Massey wasn’t asking. Every man in the squadron had probably seen Shaw’s grandma wearing it in the picture taped to the locker. She was beautiful for her age and the necklace hinted at royalty. Guys passing by might have thought Shaw was related to some foreign queen or duchess.

Shaw nodded.

“Why would you want to give it away?”

“Not so much wanting to give it away as hoping it would get better use than sitting inside one of my pockets,” Shaw said. “My kit’ll crush it.”

“Penelope would love it. You’re sure?”

Shaw nodded. He was. “Just give it to her in person. I want to hear about how excited she is. And I don’t trust the damn mail.”

“You’ve been wearing it under your kit?”

Shaw nodded.

“In the envelope?”

Shaw nodded. He walked over to Massey, put the necklace in the envelope, and handed it to him. Massey held the envelope up in his hand.

“Must’ve brought you some luck,” Massey said. “That blast should’ve killed you and Donna. And I won’t put it in the mail. Maybe it’ll bring me some luck, too.” He put the envelope in his cargo pocket and closed the flap.

They threw the ball over the dirt for hours, stopped talking for a while. The only sound the ball striking mitts and the birds that flew overhead. Then their arms got sore and they forgot about it in time. Shaw hadn’t had a catch that long in his whole life. He felt weightless. Then Massey spoke.

“You think we’re killing more than we’re making?”

“What? Who?”

“Terrorists. Al-Ayeelaa. Bomb makers. HVTs. Resident dickheads. Whoever.”

Shaw caught the ball and ran his fingers over the stained off-white leather. “I hope so. We’re killing a lot.”

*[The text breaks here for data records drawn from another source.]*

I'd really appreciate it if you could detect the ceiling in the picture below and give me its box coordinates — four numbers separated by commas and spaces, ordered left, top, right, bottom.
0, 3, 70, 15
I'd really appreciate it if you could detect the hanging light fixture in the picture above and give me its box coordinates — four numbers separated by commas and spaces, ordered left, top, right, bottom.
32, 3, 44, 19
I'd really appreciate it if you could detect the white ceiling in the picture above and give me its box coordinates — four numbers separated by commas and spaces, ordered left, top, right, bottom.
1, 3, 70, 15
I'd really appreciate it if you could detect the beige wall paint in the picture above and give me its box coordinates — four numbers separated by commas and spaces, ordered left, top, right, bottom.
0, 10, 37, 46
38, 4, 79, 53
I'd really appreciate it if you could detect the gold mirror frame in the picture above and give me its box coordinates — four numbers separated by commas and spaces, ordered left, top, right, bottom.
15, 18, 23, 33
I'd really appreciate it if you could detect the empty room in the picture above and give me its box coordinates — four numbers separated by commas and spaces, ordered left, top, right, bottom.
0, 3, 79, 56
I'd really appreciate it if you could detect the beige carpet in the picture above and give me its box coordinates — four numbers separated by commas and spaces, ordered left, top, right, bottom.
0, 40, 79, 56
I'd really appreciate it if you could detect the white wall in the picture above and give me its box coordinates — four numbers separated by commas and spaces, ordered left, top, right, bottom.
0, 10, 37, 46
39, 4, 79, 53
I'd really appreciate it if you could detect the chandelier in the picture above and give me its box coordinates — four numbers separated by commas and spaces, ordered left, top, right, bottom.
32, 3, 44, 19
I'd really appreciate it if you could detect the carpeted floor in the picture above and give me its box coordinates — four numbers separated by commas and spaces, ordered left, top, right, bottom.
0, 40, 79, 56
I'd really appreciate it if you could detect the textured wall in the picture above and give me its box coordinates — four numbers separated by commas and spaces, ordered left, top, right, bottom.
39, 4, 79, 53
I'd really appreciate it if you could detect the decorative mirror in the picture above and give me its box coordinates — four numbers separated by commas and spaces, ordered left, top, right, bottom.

Massey nodded to himself. “I think I’m glad I’m getting out. The war’s changing.”

“Changing how?”

“Drones. Kid suicide bombers. Al-Ayeelaa. No one wants to shoot it out anymore. We’re barely going after key guys anymore because we already killed them. UBL. Zarqawi. Saddam and his sons. No one even knows the structure of the damn cell. Nothing but wannabe dons and kid lieutenants left and we’re wasting them before they get big.”

“You want to let them get big? You don’t have to be big to blow people apart.”

Massey nodded for a while and then threw the ball back. “I got six of them the other day, Shaw. How many of them were innocent? We got what, eighty-three?”

It had gotten cold out. They could see their breaths rising in front of them.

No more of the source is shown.